Uma sequência destas acaba ou não por condicionar os jogadores? Aquele adversário torna-se um fantasma? «Não digo que seja um fantasma, mas a gente pensa nisso: «Aí vêm estes outra vez...», admite Mário Sérgio. Mas também há o outro lado da moeda, acrescenta: «Este tipo de jogo também é uma oportunidade para ganhar e tentar mudar a história.»

O confronto de sábado no Stade de France, não sendo oficial, tem o peso adicional de ser o primeiro de uma nova era na seleção, nota ainda Mário Sérgio: «Nesta fase da seleção é importante fazer um bom jogo e ganhar.»

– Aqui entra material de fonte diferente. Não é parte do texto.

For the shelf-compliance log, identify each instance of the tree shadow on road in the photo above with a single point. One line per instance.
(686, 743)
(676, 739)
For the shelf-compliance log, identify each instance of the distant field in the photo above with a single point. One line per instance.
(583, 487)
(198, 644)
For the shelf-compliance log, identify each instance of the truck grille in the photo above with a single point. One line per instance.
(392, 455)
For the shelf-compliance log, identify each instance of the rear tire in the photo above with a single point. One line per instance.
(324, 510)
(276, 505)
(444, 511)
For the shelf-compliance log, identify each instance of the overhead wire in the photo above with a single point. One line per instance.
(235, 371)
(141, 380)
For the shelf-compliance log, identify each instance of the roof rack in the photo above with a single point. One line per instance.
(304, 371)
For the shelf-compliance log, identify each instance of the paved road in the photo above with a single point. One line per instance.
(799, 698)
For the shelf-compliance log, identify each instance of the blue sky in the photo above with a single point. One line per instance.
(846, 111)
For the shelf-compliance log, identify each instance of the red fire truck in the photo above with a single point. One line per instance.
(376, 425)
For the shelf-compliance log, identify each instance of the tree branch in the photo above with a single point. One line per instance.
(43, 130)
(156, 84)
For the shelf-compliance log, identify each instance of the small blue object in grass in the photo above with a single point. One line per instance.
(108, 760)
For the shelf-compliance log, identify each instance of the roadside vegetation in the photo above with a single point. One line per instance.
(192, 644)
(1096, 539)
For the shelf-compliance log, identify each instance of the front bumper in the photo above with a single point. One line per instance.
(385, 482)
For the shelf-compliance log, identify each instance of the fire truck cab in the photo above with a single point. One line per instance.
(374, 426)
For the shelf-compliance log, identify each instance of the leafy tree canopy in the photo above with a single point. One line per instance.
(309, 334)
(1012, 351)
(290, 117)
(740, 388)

Mário Sérgio segue à distância o que se passa em Portugal. Aos 33 anos, depois de ter jogado no Paços Ferreira, Sporting, Vitória Guimarães e Naval, ele está há sete anos fora de Portugal, primeiro na Ucrânia, agora a cumprir a terceira época no Chipre. Se tivesse de fazer um balanço era positivo. E há sempre novos objetivo para atingir, diz, ele que acaba de cumprir um sonho: jogar na Liga dos Campeões.

O APOEL calhou no grupo de Barcelona, PSG e Ajax. Na primeira jornada jogou em Camp Nou e perdeu por 1-0. Na segunda empatou a um golo frente aos holandeses, sempre com Mário Sérgio nas opções. «Não tivemos sorte com o grupo que nos calhou. Mas acho que deixámos uma boa imagem em Barcelona. Toda a gente achava que íamos sair de lá com um saco, como se costuma dizer», nota, antes de uma reflexão em jeito de balanço.

«É evidente que gostava de ter jogado na seleção principal, não foi possível, mas acho que já consegui algumas coisas. Estive no Europeu sub-21, nos Jogos Olímpicos, e a nível de clubes consegui aquilo que queria muito, jogar na Liga dos Campeões. Era o que me faltava.»